Gabriel was still frozen, his mouth open and his eyes wide. I turned to lean my back against the car because I didn’t want him to read the humiliation on my face. I tilted my head to examine the bar’s neon sign hanging above us.
“Taylor,” Gabriel said cautiously.
“We’re good. I hope everything goes ok with your parents this weekend.” I pulled my keys from my pocket and hit the unlock button as I looked down at my feet. God, anywhere but Gabriel’s face right now.
It was strange to find myself in this place, wanting a relationship for the first time in forever, and I’d jumped in with both feet before checking the temperature of the water.
An uncalculated risk was unlike me, and the embarrassment scratching against my skin like a too-small wool sweater reminded me why.
Tomorrow, I would blame the alcohol I’d had at the bar, say I was drunk enough that I could pretend the whole conversation away, even though that would be a lie. At that moment, I felt painfully sober.
“Taylor,” Gabriel said again, but not making a move to close the distance between us.
“I’ll see you next Friday, maybe?” I stepped around him to get to the front door of my car.
A large group of laughing people tumbled from the bar behind us, and I braced my shoulders against the intrusion of cheerful sounds. That was us an hour ago.
“Yeah,” he said, “of course, baby.”
I couldn’t help wincing. I was unsure how this evening had gotten so far off plan. Wasn’t it just a few hours ago that the word baby in Gabriel’s mouth was a revelation?

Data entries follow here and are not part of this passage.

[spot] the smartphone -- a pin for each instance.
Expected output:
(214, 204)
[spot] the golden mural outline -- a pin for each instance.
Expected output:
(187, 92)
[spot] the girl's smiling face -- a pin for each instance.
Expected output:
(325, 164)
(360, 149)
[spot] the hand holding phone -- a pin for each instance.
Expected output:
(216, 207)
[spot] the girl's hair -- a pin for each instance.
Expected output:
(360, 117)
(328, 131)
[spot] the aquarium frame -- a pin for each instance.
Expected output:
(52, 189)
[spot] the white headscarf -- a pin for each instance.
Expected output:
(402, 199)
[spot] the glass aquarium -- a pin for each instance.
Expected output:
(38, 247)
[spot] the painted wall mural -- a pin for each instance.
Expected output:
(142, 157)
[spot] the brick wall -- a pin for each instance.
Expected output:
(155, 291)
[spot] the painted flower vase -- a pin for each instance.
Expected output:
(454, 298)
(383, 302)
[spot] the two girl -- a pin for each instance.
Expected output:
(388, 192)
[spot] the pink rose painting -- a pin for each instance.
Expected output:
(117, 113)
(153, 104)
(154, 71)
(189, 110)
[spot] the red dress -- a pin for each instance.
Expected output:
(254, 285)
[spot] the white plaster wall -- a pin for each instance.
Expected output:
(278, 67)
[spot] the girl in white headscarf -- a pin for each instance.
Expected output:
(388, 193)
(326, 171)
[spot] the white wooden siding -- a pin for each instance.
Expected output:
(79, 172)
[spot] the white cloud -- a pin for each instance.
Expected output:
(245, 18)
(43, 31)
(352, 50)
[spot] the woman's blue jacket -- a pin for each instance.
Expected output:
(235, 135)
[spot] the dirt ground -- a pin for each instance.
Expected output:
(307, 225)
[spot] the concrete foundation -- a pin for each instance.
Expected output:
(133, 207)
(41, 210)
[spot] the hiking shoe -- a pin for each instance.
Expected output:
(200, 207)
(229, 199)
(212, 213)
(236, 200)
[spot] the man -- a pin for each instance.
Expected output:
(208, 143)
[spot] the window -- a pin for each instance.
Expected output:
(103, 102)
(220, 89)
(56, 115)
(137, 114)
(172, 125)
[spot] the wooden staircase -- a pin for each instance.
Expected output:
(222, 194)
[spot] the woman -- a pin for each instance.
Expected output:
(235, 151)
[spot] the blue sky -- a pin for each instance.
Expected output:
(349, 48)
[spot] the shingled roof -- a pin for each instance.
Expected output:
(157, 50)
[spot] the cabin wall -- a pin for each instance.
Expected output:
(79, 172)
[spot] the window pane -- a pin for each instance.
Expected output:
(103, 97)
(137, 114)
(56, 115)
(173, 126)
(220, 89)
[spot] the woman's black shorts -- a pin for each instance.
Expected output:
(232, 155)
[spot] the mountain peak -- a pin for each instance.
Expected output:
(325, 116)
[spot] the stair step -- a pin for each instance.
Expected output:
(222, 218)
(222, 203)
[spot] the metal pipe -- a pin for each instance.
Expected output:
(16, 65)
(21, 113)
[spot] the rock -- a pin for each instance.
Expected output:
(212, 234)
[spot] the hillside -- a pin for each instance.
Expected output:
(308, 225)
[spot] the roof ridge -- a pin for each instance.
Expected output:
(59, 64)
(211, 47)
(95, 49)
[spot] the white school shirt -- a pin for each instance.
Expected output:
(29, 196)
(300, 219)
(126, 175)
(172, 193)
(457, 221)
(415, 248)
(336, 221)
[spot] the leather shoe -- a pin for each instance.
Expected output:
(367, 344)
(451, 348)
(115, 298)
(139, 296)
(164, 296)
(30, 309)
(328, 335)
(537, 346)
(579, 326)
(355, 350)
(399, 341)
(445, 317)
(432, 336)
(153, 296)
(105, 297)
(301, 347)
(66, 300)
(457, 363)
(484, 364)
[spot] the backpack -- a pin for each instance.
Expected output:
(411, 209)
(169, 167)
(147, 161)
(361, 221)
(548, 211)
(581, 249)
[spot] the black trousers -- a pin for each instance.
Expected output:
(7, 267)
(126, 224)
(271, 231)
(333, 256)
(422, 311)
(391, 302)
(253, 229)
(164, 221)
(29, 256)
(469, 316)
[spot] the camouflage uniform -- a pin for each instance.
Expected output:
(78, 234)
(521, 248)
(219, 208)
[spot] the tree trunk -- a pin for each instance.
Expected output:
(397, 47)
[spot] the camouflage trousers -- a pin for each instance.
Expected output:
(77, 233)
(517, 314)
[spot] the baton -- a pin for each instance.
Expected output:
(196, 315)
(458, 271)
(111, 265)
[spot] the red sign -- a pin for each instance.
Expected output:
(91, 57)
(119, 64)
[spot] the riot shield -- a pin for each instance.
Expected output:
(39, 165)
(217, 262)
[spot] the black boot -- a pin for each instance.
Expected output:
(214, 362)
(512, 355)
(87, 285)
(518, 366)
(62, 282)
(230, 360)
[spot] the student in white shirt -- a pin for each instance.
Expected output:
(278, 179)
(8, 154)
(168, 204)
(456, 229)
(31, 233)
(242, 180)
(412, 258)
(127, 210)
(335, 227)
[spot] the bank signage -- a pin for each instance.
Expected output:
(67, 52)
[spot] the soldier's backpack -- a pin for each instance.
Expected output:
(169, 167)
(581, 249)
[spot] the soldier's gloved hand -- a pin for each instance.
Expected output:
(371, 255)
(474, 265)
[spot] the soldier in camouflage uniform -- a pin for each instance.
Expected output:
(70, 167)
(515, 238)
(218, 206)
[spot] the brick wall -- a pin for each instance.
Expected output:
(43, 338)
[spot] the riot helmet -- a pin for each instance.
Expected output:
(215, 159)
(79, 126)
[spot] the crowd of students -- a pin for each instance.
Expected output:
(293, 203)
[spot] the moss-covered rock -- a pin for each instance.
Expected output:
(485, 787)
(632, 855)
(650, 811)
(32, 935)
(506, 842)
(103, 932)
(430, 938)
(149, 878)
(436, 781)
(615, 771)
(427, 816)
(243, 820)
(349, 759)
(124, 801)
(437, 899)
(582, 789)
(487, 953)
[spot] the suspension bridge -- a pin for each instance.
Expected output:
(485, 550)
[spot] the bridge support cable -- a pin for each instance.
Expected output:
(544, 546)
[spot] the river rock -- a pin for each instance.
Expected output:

“I’ll text you, and we can make plans?” He had the decency to look sorry, but it didn’t do much to ease my anxiety.
“Sure,” I said, plastering a smile on my face.
My mind couldn’t help crunching the numbers again, analyzing the data to see where I went wrong.
The chemistry, the nicknames, the way he’d spend all day texting with me and still call to say goodnight—that went beyond a casual fuck, didn’t it?
I’d been out of the game for so long that perhaps I’d forgotten the applicable equation.
I sank into the driver’s seat, started the car, and got the hell out of that damn parking lot as quickly as legally possible.